Nosso níquel só durará mais 116 anos, o chumbo 96, o nióbio apenas mais 35 anos, o estanho 80, os diamantes 123 e o ouro míseros 43. Sim, o Brasil da Serra Pelada será importador de ouro daqui a mínimos 43 anos!

Dizem alguns que o Brasil cresceu nas últimas décadas. Fico a me perguntar, e vai aí uma grande pergunta, quem tem crescido verdadeiramente – se o Brasil, exportador cada vez maior de riquezas em sua maioria não-renováveis, ou se empresas aqui instaladas, com alguns poucos e evidentes reflexos positivos no nosso dia-a-dia e nas contas nacionais. Confesso não ter encontrado, ainda, resposta a esta pergunta.

PARQUE AGRÍCOLA – Permito-me, concluindo este raciocínio, apontar o exemplo do parque agrícola do sul do Brasil. Éramos grandes e poderosos plantadores e exportadores de soja, trigo etc. E eis que, dentro da nossa macro-política histórica de internacionalização da economia, abrimos nossas fronteiras aos concorrentes argentinos.

Ganharam eles, que praticamente levaram à miséria os agricultores dos estados do sul. A quem disser que “em compensação passamos a exportar mais para lá”, e que graças a isto crescemos, responderia que, após consultar a pauta de nossas exportações, constatei que a maior parte dela é de produtos fabricados por empresas estrangeiras aqui instaladas.

Em uma frase: sacrificamos nossa agricultura a troco de enriquecermos empresas estrangeiras. Ouso perguntar: isto é crescimento real, sólido e consistente?

DESINDUSTRIALIZAÇÃO – O fato é que nossa geração abriu mão de desenvolver um parque industrial próprio, desnacionalizou nossas mais importantes empresas, e está a consumir inebriadamente as maiores riquezas não-renováveis que a natureza nos ofereceu.

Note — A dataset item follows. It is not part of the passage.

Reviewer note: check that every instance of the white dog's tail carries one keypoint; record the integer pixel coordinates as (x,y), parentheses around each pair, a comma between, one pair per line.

Temos assistido complacentemente o capital estrangeiro se apropriar de serviços e riquezas do Brasil de forma antes só concebível em alguns indefesos países africanos. Que a história nos seja misericordiosa, pois que nossa responsabilidade é imensa – afinal, somos nós, a elite do país, os detentores de recursos muito poderosos, hábeis a eliminar ou atenuar estas ameaças.

Parece incrível, mas vergonhosamente empresas estrangeiras já são responsáveis por 70% de nossas exportações de soja, 15% das de laranja, 13% de frango, 6,5% de açúcar e álcool e 30% das de café! Isto já sangra o Brasil em mais de US$ 12 bilhões a cada ano só a título de remessa de lucros.

MEDRIOCRIDADE – Diante desta vergonha fico a pensar nos grandes vultos que, com sacrifício, nos entregaram o Brasil grande que recebemos se contorcendo em suas tumbas, rubros de indignação e revolta com nossa fraqueza e mediocridade. E fico a temer pela cobrança das gerações seguintes, que estão por receber de nossas mãos um país loteado, retalhado, quase que vendido.

Não se diga, cinicamente, em nossa defesa, que a culpa foi do povo. Jamais. Este está lá, padecendo nas íngremes encostas dos nossos morros, trabalhando de sol a sol, semeando e colhendo quase sempre sem apoio algum. Este povo humilde, se algo der errado, terá sido vítima, jamais culpado.

NOSSA CULPA – A culpa tem sido, é e será nossa. Nós, autoridades, empresários e formadores de opinião somos os responsáveis. Aliás, não somos. Fomos.

Digo isto porque já não vejo condições de o Brasil sair de uma era que talvez no futuro seja batizada por algum historiador de “Período de Internacionalização”, “Era da Alienação”, ou seja lá o que for, para nosso desdouro.

É fato: sem que tenhamos percebido, acabamos de passar por uma das “encruzilhadas da História”.